Games are great for customer service and soft skills training, especially branching ones. You can let your learner practice negotiations, going down different paths, trying out certain things, seeing what the repercussions of your decisions are, and seeing what the outcomes are going to be based on the decisions you're making.
Invite your learners into a virtual world where you can bring them through these different experiences and provide additional multimedia for them to engage with. VR is similar to how we consume content in our day-to-day world and certainly, it's just as relevant in our work world.
Video coaching is critical. Why?
Through video coaching, you can provide your workers with certain message points that they need to deliver, and then review how well they do it. You can look at the words that they're using and their body language—are they using too many filler words, are they making eye contact, and more.
“The experience inside learning is critical to the engagement—we can't just provide standard learning that we provided 5 years ago or 7 years ago and expect to create engagement.” - Chris Bond
Look at tools along the lines of games, virtual reality, and video coaching to create that unique experience.

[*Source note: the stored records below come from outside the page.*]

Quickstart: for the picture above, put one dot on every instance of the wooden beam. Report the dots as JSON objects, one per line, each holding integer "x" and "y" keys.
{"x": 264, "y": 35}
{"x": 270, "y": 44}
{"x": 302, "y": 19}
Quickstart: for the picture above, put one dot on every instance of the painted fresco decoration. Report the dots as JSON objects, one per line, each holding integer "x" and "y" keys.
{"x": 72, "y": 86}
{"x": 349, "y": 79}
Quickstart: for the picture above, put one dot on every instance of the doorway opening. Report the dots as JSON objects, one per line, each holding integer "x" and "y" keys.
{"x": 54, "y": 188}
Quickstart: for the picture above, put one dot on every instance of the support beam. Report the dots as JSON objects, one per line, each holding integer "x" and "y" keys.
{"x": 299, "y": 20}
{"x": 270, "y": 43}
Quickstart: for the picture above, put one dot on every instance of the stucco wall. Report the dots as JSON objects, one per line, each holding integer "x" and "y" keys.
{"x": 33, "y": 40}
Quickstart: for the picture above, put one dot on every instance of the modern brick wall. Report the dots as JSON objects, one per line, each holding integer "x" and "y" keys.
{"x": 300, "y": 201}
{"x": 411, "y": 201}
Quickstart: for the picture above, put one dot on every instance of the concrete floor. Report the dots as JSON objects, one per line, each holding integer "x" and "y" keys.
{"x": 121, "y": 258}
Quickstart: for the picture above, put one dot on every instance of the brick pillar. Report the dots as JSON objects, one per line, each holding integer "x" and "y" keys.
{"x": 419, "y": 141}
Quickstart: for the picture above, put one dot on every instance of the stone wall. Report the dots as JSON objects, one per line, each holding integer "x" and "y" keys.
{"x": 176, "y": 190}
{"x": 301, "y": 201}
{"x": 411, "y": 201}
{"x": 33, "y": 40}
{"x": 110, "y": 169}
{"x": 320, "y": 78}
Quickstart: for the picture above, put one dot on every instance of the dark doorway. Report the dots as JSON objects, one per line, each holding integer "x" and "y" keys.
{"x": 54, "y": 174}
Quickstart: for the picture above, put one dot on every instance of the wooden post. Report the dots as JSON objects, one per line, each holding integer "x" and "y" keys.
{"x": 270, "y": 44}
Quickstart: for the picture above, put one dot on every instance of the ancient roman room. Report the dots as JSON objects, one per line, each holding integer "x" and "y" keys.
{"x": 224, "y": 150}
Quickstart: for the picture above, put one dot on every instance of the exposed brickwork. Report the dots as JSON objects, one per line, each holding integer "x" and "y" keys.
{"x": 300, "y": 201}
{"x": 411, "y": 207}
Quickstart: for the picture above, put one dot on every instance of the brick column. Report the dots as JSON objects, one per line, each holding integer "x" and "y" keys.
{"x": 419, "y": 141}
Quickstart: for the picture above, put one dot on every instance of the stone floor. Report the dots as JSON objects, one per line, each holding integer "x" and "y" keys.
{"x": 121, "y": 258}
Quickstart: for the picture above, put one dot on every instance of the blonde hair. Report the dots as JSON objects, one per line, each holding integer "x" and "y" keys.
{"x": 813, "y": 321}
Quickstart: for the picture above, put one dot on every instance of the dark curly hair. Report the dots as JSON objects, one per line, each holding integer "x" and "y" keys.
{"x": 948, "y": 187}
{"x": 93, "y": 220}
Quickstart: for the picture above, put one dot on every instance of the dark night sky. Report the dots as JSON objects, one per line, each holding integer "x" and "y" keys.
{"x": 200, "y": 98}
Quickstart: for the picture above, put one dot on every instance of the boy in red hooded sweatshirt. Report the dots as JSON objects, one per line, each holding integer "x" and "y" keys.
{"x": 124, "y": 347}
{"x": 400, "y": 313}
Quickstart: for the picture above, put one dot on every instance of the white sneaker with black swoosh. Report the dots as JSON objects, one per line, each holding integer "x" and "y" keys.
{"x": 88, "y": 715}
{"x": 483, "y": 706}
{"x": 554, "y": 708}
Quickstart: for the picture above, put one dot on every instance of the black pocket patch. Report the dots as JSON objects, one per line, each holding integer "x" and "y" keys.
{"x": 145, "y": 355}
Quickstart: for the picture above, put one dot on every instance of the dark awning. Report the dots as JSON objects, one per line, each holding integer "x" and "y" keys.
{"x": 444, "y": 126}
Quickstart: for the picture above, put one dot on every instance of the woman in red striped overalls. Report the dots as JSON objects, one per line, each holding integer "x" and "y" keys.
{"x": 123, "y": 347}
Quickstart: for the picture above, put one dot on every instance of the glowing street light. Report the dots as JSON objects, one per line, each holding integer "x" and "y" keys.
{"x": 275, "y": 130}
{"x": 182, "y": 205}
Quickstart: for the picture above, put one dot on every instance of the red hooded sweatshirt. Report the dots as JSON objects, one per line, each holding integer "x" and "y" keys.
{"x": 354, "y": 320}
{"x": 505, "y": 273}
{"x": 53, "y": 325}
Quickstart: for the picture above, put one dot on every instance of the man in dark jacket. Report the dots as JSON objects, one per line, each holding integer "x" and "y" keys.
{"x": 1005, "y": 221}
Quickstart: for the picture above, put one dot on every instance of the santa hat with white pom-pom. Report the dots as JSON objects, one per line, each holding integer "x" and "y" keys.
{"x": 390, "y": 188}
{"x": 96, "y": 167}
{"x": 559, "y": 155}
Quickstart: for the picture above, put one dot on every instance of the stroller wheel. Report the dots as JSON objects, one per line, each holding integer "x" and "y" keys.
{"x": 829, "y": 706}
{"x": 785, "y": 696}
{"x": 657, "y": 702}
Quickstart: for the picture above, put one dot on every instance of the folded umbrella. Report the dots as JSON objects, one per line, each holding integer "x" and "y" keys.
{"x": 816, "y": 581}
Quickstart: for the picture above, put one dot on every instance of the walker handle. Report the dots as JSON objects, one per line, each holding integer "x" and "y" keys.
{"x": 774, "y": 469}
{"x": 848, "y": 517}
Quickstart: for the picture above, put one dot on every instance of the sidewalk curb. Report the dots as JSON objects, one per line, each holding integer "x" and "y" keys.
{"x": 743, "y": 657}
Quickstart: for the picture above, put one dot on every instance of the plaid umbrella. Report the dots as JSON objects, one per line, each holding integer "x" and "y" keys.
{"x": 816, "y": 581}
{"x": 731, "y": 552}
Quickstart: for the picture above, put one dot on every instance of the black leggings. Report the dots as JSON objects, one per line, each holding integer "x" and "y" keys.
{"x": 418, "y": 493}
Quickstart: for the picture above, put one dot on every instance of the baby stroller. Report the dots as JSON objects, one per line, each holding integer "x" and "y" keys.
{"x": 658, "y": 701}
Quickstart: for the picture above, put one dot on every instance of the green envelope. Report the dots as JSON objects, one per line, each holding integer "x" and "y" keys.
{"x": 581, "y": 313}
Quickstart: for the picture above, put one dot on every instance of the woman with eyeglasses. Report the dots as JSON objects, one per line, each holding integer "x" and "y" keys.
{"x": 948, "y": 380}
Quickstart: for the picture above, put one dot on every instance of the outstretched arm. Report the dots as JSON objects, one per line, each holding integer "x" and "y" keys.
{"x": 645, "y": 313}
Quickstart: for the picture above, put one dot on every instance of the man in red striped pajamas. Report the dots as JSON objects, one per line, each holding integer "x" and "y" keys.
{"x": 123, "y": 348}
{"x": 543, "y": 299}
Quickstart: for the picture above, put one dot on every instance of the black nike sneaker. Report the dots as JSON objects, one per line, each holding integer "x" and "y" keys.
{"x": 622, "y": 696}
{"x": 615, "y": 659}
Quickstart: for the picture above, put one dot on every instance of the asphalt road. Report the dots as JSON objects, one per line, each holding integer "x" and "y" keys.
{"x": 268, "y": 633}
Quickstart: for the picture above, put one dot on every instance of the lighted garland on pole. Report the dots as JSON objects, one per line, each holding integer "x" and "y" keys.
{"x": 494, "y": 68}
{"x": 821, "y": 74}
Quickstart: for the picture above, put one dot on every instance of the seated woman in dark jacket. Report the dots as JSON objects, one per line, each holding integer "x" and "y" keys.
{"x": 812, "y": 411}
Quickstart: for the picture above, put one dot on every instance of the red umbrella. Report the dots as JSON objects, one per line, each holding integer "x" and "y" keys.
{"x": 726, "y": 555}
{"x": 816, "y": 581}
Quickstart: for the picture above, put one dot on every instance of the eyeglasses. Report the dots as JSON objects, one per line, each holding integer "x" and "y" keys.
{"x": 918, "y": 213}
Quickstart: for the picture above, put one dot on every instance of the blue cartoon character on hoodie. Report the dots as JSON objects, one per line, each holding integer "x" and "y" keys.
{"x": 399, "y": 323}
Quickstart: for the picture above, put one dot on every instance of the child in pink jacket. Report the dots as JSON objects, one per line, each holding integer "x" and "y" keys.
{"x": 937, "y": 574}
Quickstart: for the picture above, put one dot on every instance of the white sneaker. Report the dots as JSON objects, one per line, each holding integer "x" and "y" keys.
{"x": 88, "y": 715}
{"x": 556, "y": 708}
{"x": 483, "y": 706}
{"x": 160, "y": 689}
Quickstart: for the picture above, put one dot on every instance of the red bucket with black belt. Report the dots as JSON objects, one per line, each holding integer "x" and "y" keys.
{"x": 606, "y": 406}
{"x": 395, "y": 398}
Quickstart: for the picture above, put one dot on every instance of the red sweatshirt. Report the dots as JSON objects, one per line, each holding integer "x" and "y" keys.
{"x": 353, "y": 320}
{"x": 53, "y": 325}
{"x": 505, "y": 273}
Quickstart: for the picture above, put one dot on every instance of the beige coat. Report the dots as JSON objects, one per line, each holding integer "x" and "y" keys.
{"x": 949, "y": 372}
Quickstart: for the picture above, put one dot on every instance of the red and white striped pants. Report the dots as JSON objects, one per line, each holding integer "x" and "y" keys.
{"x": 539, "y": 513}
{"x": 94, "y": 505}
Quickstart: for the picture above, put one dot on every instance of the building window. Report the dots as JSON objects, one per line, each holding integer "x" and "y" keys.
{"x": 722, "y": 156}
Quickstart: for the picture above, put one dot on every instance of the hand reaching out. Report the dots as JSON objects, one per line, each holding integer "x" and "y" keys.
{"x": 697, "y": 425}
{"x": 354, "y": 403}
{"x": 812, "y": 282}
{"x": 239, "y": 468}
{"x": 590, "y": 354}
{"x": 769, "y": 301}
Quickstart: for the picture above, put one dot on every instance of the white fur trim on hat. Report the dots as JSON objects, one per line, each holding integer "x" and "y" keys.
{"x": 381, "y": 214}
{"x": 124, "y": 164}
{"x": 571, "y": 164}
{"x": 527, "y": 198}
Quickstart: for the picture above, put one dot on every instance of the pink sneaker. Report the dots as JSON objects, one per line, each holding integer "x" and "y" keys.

The idea here is not to make it complicated, but to make it simple—simple in a way that creates your own experience for your particular organization. And that may mean taking multiple learning applications and finding the right partner to show you a way those applications can coexist and work together.
“I think, gone are the days that we're looking at having one application that's going to be able to solve all problems. We have to look at an ecosystem that has different elements to it.”